The Illinois Department of Commerce and Economic Opportunity said it does not have an application for the film tax credit yet, according to a statement from the office.
Burns said he’s well aware that hundreds of people are lining up for Lee’s casting call Saturday at St. Sabina for a chance to be in the movie. If Lee decides to cancel the Chicago production and take those jobs elsewhere, Burns said, so be it.
“There are a lot of people who live in communities on the South and West Sides who play by the rules, mow their lawn, take care of their kids, go to work every day. . . . It does them a great insult to call their community Chiraq and put it in the movie,” he said.
“It’s especially insulting when it comes from a New Yorker. I mean — go to East New York. Go to Brooklyn and film that. Go to the Bronx. You don’t think they’re shooting people in the Bronx?”
Downtown Ald. Brendan Reilly (42nd) sympathized with Burns about being stigmatized by a name like `Chiraq.” But Reilly argued that his colleague had gone a bit too far.
“It is just a name. We should be promoting movie production in the city of Chicago. Maybe Mr. Lee will think of a different name down the road. But I wouldn’t introduce the ordinance Ald. Burns did,” Reilly said.
“There’s a lot of jobs that come with this. I can respect my colleague’s opinion that the name of the movie doesn’t reflect well upon the city of Chicago. It’s an unfortunate name to choose. But at the end of the day, it is a major movie production with a world-renowned producer. We need to bring more objectivity to which projects are supported with tax breaks and which aren’t.”
Last month, Mayor Rahm Emanuel had an “honest, frank conversation” with Lee to let the movie director know that he doesn’t like the working title of Lee’s coming movie on black-on-black violence based in Chicago’s crime-ridden Englewood community.
Emanuel didn’t say whether he asked Lee to change the name.

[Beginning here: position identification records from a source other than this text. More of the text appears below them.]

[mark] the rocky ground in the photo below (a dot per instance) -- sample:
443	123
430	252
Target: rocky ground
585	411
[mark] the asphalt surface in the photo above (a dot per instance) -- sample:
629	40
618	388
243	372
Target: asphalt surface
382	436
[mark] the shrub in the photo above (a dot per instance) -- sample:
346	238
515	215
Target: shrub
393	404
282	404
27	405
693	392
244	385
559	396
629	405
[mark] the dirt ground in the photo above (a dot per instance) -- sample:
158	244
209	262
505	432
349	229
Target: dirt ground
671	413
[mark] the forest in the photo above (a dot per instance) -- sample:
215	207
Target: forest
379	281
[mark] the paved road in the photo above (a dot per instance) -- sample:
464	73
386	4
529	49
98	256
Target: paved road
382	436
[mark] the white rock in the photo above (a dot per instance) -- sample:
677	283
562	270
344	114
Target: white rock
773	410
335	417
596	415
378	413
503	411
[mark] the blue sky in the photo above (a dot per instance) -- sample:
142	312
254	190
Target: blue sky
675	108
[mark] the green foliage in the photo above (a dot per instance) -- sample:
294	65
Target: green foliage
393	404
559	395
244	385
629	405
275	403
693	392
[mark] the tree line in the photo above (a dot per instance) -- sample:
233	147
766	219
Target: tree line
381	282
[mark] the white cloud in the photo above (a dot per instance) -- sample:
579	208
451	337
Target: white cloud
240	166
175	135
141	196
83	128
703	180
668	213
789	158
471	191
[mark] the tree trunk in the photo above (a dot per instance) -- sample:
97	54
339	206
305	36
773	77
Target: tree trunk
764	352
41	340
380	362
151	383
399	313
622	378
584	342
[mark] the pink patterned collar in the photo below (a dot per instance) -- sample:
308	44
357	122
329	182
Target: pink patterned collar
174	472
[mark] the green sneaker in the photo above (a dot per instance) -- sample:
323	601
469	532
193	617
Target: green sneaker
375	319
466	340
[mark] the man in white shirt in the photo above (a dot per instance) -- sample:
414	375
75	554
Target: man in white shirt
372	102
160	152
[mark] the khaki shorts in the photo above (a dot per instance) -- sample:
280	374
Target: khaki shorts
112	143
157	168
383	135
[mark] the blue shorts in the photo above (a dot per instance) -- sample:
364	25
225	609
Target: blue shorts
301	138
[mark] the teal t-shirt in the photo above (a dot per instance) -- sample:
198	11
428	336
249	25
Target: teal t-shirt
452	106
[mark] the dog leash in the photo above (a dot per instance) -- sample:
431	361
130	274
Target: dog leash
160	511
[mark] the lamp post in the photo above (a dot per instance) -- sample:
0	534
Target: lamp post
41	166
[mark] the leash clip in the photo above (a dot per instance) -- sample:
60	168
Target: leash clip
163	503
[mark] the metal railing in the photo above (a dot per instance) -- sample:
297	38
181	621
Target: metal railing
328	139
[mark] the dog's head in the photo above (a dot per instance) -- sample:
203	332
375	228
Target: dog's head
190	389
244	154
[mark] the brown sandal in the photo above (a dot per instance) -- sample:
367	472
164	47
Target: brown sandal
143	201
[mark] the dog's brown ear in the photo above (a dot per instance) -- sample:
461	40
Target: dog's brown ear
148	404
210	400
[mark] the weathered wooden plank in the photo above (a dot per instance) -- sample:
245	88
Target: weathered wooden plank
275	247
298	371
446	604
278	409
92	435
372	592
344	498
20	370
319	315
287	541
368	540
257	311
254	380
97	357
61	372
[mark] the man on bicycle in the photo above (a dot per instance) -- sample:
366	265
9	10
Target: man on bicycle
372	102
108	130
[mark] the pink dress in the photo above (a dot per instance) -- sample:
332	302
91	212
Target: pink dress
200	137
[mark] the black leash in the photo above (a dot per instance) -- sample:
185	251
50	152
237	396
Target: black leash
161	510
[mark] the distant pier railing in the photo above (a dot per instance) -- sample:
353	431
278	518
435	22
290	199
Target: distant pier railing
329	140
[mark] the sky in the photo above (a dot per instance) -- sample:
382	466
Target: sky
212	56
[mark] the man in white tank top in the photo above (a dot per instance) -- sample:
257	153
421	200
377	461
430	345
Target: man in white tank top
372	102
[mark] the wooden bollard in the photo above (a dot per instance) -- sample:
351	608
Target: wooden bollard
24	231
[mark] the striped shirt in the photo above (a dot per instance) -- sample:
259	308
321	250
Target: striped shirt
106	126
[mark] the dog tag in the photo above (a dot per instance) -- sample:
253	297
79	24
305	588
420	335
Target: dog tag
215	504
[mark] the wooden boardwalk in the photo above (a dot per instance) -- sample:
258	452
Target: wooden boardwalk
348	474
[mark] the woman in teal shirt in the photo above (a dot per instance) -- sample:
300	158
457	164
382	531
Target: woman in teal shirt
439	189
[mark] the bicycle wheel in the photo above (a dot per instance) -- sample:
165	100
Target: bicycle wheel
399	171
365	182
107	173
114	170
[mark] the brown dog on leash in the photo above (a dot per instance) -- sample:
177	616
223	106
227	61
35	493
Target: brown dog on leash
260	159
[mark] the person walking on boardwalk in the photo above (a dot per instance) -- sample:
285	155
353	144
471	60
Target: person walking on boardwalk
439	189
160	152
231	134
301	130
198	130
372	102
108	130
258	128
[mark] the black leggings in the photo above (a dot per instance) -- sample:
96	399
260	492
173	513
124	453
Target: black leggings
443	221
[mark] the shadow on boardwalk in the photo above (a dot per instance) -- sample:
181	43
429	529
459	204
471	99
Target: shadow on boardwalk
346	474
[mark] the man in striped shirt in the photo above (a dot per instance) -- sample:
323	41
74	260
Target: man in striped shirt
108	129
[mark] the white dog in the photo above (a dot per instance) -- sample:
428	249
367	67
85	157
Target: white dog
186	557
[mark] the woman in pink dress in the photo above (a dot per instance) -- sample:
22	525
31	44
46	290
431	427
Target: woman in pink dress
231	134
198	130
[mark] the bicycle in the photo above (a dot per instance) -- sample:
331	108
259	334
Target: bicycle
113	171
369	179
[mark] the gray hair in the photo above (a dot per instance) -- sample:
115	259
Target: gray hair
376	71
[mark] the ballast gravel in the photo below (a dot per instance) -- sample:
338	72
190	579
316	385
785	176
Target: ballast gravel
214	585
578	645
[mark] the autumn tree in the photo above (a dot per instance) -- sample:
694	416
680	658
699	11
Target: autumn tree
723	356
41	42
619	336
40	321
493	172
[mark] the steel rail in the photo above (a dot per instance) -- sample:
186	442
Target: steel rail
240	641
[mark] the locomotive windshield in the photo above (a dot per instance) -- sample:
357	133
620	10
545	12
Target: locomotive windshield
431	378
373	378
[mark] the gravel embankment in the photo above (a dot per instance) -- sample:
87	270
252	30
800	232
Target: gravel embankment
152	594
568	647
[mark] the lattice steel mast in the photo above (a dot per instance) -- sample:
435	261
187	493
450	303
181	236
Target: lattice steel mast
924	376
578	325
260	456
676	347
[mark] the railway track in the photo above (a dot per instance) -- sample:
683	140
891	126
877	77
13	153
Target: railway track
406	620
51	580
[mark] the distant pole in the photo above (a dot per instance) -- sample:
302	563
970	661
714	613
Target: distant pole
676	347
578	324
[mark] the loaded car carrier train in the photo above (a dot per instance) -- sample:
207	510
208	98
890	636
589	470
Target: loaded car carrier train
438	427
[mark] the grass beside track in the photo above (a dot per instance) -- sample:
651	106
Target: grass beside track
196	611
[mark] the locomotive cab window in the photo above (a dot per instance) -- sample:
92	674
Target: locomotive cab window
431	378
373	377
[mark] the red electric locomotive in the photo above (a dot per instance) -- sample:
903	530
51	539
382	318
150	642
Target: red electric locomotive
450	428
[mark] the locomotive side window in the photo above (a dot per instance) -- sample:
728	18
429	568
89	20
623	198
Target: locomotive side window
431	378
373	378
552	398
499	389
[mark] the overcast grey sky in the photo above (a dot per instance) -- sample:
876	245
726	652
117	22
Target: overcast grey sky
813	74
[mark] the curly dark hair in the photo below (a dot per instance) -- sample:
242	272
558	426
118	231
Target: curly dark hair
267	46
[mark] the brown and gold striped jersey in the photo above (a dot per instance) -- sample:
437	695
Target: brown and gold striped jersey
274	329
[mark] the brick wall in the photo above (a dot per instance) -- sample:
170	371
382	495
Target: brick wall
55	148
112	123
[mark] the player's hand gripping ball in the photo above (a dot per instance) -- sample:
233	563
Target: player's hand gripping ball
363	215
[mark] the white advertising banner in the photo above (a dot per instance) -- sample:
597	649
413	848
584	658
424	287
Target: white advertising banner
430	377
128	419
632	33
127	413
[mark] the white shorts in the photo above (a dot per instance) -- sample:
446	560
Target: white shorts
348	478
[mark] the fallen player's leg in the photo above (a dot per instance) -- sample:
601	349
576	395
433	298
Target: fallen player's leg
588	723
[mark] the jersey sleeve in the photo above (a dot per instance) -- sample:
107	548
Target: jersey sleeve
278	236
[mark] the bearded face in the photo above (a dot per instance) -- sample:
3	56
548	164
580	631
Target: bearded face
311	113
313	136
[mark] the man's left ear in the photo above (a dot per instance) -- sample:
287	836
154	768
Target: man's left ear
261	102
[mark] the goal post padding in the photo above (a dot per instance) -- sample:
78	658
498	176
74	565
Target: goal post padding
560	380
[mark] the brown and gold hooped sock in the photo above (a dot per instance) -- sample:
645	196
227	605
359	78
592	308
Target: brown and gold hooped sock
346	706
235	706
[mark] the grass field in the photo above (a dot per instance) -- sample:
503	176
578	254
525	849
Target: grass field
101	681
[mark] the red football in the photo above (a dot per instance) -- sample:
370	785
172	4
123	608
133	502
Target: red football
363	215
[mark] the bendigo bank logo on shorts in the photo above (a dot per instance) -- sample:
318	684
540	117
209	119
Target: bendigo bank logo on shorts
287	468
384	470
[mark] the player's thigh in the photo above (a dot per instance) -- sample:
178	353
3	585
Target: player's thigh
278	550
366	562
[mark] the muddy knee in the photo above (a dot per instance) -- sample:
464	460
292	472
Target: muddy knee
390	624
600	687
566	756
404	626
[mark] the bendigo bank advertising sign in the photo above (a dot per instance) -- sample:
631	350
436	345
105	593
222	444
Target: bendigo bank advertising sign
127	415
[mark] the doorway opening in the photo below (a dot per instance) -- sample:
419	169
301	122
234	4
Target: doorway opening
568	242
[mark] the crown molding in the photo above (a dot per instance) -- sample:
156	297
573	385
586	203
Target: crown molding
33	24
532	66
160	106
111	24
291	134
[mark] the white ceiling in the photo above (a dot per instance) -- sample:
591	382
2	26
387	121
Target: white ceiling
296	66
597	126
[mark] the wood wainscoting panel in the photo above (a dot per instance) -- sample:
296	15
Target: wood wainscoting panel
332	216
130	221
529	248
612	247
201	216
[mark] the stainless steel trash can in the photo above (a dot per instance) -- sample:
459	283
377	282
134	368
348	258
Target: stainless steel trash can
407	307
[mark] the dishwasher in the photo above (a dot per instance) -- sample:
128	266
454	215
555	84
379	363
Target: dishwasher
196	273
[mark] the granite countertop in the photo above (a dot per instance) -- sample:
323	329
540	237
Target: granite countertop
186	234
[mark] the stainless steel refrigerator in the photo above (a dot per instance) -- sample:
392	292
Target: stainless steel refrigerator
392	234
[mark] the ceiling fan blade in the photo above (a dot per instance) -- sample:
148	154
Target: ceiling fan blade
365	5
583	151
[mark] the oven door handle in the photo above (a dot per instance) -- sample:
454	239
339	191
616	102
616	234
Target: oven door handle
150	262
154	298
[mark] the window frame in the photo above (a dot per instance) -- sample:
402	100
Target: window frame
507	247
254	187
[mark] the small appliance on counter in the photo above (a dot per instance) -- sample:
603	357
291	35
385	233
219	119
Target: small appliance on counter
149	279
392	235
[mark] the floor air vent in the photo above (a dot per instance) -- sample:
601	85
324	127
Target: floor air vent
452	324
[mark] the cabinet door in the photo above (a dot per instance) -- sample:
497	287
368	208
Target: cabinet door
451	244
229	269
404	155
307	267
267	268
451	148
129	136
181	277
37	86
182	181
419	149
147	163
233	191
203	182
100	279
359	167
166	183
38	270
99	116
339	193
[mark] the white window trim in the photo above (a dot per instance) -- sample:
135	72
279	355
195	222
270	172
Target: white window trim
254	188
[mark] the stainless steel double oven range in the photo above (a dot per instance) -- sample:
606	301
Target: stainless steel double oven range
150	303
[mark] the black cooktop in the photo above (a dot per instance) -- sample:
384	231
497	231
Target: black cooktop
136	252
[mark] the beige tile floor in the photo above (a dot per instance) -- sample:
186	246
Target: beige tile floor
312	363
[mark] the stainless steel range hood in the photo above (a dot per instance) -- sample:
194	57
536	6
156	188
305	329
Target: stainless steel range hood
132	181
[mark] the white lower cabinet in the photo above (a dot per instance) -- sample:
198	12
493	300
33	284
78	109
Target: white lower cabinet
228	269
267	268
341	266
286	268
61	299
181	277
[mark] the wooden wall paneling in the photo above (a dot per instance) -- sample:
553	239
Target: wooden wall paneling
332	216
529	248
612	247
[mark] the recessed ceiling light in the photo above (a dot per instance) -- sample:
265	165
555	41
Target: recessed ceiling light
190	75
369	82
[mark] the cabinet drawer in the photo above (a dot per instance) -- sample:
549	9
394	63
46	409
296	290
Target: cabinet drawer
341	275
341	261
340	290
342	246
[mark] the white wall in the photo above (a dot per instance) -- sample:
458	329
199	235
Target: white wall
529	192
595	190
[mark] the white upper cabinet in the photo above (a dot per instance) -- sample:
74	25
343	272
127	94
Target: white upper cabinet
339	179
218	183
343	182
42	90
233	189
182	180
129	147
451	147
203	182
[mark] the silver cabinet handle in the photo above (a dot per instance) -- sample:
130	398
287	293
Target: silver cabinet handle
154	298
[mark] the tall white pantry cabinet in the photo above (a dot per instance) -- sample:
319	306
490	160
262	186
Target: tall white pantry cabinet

Nor did the mayor say whether Lee was open to a title change.
But the mayor made it clear that he had used the Hollywood pipeline provided by his brother, super-agent Ari Emanuel, to make his feelings known directly to Spike Lee. The face-to-face meeting took place in the mayor’s office prior to Wednesday’s City Council meeting.
“He said the movie is about the neighborhood of Englewood. I was clear that I was not happy about the title. I told him also that there are very good people who live in Englewood who are raising their family. There’s a lot of positive things happening in Englewood mainly driven by the people that make up Englewood,” the mayor said.
Emanuel said Lee told him the upcoming movie would confront a sensitive subject that has been swept under the rug for far too long: “black-on-black violence — specifically African-American male to African-American male” and how it’s affecting urban communities.
In an apparent attempt to soften the blow of the title, “Chiraq,” Lee also noted that gun violence is “not limited” to Chicago. It’s happening in Philadelphia, Baltimore and New York, where he’s from. He even talked about the derogatory name used to describe a part of Brooklyn where he’s from. He talked about how similarly insulting names applied to Philadelphia and Baltimore.
“I said then and I believe that’s an important conversation to have,” the mayor said of black-on-black crime.
“Given you’re a great artist, while I don’t support the title, and I don’t like the working title, the topic is a conversation that has been ignored for too long and needs to be discussed and hopefully through art, we can have a serious conversation about what is happening in urban America.”